真新しい制服を着た中学生が歩いていく。その隣りには、コサージュを付けたスカート姿の女性。別名、母親。
みんな笑っていて、写真を撮ったり「入学式」と書かれた看板の横で微笑んだりしている。

そのなかで私は、丸くてやさしい顔を見つけた。小学生頃から変わっていない福々しい顔は、遠くから見てもよくわかる。冗談が似合うけれど、どこか知的で、私を威圧する。

小学生の頃の彼女には彼氏がいた。私がその彼と仲良くしていたからといって「今度はえむに手を出した」なんて、意味不明なことを言って私を困らせた。「なんで、えむなんかと……」「女なら誰でもいいんだ」とか何とか。

彼女的には浮気されたと思って、頭に血がのぼったのかもしれないけれど、ボヤもいいところだ。

歴史が好きな彼と、歴史談義をしていただけなのに、ああ面倒くさい。でも、それ以外はとてもいい子だったから、嫌いではなかった。
なのに、なんでだろう。
あまり近づきたくない、こわい感じがするのだ。

きっと彼女は頭がよくて、生徒会長とかずんずんやっていけそうなタイプだから、どこかで線を引いていたのかもしれない。大人になってからの彼女は、ふつうの大人の女性であり、生徒会長でもない。

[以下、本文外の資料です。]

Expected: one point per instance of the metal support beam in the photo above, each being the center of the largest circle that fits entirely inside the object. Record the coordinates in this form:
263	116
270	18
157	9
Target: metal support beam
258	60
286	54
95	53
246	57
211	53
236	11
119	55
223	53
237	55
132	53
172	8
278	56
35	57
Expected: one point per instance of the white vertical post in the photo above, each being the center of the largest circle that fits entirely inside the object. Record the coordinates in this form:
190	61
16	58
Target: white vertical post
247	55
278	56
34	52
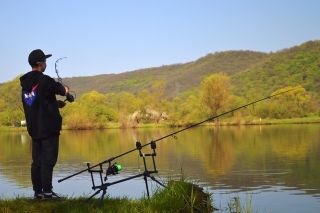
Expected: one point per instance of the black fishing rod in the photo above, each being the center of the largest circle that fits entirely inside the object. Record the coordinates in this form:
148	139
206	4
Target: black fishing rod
70	97
139	146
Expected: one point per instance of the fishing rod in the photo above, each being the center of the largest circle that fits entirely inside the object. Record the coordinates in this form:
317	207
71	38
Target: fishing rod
70	97
153	142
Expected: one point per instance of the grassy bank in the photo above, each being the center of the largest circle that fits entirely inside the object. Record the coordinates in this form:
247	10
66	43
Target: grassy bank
178	196
222	122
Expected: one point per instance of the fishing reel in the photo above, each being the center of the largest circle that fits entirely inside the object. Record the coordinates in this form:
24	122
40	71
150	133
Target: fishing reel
112	170
70	98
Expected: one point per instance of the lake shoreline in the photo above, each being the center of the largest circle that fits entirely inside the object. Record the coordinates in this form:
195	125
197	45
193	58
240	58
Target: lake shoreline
225	122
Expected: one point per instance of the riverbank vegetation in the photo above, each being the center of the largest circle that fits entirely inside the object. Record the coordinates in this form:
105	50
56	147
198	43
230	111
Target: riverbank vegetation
185	94
179	196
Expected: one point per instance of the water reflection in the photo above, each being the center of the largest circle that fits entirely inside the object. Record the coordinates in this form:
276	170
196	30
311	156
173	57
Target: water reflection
275	161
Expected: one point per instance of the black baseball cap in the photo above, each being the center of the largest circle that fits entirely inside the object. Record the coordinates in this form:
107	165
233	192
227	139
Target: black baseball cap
37	56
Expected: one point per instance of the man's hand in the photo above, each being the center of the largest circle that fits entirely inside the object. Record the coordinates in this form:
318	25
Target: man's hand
61	104
66	88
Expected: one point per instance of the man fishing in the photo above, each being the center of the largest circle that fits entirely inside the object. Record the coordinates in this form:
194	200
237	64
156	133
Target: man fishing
43	122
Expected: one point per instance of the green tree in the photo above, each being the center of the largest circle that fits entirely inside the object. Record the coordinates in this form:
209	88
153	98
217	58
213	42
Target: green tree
215	91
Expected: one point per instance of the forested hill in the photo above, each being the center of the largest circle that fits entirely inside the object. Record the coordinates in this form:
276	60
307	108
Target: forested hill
178	77
299	65
251	73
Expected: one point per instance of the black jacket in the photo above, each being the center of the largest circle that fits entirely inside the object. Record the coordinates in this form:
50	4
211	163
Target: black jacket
40	104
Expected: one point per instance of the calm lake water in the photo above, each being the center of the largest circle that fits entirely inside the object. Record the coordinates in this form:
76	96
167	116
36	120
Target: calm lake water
277	167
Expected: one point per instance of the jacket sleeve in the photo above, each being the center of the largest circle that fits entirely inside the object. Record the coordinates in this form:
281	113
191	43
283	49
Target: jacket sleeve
56	88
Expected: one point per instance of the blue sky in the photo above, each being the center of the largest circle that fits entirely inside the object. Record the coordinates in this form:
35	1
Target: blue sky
103	36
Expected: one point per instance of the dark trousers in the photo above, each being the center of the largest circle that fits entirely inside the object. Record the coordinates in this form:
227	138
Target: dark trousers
44	156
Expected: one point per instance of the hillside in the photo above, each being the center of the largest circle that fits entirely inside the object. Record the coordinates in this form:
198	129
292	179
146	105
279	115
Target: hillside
179	77
299	65
251	72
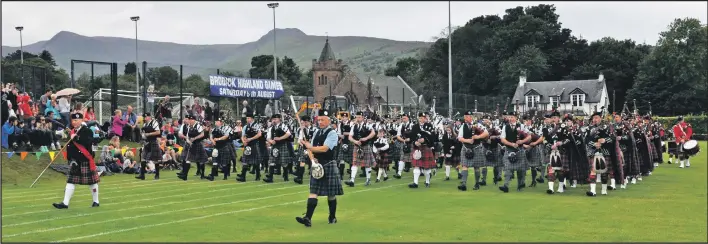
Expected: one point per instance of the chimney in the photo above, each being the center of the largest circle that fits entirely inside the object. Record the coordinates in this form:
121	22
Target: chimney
522	78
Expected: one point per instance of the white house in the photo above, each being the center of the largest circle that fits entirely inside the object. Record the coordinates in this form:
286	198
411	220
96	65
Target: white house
579	97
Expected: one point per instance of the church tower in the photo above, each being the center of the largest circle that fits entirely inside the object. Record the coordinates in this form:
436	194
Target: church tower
327	72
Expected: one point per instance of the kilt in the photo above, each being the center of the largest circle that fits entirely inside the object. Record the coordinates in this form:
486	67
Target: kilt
255	157
82	174
197	153
345	155
406	157
367	160
394	151
152	152
427	159
534	156
226	155
284	155
382	160
329	184
479	159
520	161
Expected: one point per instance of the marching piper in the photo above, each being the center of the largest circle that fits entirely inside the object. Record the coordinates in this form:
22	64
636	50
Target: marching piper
280	156
251	152
361	136
223	154
151	151
82	168
330	184
423	159
472	153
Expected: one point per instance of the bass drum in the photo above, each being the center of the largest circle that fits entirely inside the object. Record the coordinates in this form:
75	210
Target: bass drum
691	148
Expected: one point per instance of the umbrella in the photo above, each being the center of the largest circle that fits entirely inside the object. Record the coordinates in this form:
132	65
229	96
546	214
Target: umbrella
67	92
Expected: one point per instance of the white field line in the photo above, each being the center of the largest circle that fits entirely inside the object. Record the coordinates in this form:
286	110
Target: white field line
122	189
127	186
207	216
140	200
148	215
133	208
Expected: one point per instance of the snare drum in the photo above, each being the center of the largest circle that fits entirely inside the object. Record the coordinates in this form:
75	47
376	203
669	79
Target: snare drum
691	148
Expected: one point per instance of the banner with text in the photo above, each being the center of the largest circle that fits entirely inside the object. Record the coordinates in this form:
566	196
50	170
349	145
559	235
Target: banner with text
237	87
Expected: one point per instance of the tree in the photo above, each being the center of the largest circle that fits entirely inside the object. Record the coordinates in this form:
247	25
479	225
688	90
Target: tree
130	68
672	77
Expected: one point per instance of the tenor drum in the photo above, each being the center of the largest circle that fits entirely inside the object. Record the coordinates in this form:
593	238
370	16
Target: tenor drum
691	148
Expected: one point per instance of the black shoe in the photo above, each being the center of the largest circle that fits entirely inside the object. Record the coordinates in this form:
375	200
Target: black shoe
60	205
304	221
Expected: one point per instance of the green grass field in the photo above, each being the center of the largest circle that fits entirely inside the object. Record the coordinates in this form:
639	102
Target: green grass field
669	206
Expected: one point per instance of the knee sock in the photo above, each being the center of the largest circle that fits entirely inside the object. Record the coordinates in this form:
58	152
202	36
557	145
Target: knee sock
426	172
416	175
332	203
311	205
94	192
465	174
353	174
68	193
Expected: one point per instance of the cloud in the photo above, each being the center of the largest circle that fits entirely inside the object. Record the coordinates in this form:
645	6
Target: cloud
240	22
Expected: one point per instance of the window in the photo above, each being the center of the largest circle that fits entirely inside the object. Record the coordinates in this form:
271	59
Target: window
577	100
554	101
531	100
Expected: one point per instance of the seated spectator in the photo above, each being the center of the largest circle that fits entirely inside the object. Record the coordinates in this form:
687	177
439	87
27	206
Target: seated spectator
117	124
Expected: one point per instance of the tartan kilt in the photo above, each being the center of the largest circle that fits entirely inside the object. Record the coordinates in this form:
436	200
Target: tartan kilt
255	158
534	156
226	155
284	155
152	152
406	157
367	160
427	159
479	159
382	160
82	174
197	153
329	184
520	161
345	155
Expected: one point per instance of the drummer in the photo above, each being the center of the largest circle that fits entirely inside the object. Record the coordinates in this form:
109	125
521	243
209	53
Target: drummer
682	132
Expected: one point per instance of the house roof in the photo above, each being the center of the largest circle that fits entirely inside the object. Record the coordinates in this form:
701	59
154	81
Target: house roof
592	88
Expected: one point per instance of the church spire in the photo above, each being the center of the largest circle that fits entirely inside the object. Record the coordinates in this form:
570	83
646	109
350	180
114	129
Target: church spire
327	53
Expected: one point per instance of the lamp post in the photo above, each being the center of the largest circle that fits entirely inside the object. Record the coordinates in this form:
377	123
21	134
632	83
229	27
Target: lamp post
275	58
22	56
137	79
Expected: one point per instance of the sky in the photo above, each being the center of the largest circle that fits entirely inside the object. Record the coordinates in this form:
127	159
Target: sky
240	22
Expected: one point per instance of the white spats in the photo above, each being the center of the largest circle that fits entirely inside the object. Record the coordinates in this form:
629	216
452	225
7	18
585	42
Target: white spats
68	193
94	192
427	172
354	171
416	175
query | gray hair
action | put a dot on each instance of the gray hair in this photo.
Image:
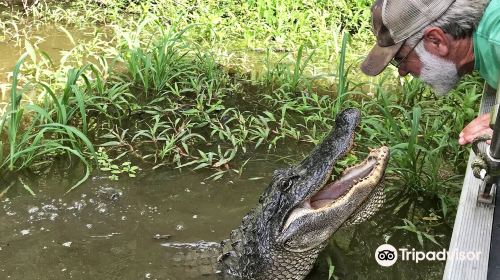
(460, 20)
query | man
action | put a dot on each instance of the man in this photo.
(438, 41)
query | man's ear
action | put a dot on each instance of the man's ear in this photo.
(436, 42)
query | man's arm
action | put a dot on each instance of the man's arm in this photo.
(477, 127)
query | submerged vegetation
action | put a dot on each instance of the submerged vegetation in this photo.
(179, 84)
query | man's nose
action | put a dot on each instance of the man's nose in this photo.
(402, 71)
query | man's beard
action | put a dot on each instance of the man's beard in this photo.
(439, 73)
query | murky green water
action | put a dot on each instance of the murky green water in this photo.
(122, 230)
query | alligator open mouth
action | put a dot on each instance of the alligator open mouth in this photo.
(368, 173)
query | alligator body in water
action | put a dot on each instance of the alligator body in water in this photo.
(297, 213)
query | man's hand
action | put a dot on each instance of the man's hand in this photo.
(477, 127)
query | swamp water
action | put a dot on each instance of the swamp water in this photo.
(122, 229)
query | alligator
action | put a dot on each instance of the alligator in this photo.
(300, 210)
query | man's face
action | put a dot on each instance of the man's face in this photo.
(439, 73)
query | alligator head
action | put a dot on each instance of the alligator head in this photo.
(301, 208)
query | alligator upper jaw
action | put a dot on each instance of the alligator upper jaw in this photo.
(348, 193)
(366, 174)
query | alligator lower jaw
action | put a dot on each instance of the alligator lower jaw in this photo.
(369, 173)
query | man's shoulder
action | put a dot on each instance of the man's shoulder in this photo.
(489, 26)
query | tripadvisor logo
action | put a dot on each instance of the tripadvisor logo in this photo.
(387, 255)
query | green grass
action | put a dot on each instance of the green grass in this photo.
(206, 86)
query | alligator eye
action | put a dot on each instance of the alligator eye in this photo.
(288, 183)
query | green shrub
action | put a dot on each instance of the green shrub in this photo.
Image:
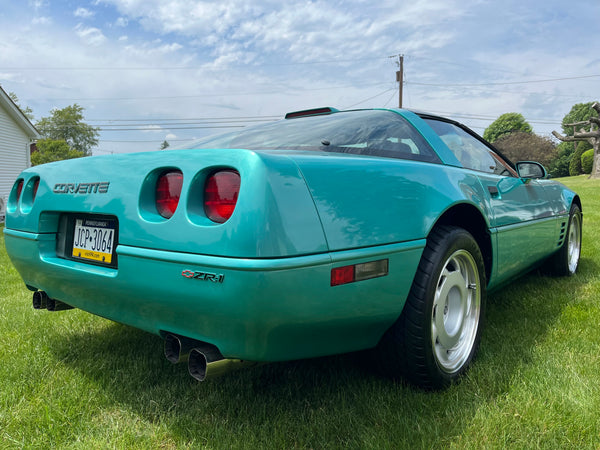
(587, 161)
(575, 164)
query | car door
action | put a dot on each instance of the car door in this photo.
(522, 221)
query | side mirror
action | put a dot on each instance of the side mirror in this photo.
(530, 169)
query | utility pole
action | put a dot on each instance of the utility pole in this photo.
(399, 78)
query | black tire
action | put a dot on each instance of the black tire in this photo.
(566, 260)
(438, 333)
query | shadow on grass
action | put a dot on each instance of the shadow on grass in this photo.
(323, 402)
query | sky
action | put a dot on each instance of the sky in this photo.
(176, 70)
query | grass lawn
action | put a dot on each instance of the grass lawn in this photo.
(72, 380)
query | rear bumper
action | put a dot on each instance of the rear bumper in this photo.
(254, 309)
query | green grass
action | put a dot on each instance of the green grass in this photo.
(73, 380)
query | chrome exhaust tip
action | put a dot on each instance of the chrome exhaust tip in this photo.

私と同じママさんだけど、娘の中学校の入学式で再びあった私は、とっさに逃げていた。

すり込まれた「私なんか……」という鬱陶しい気持ちは、いくら着飾っても消えやしないのだ。

新中学生たちが、写真を撮りながら笑っている。風がふき桃色の花びらが落ちていく。
友だちとの時間に夢中な娘。

「先に帰るね」と言葉を残し、ゆっくりと校門から出ていった。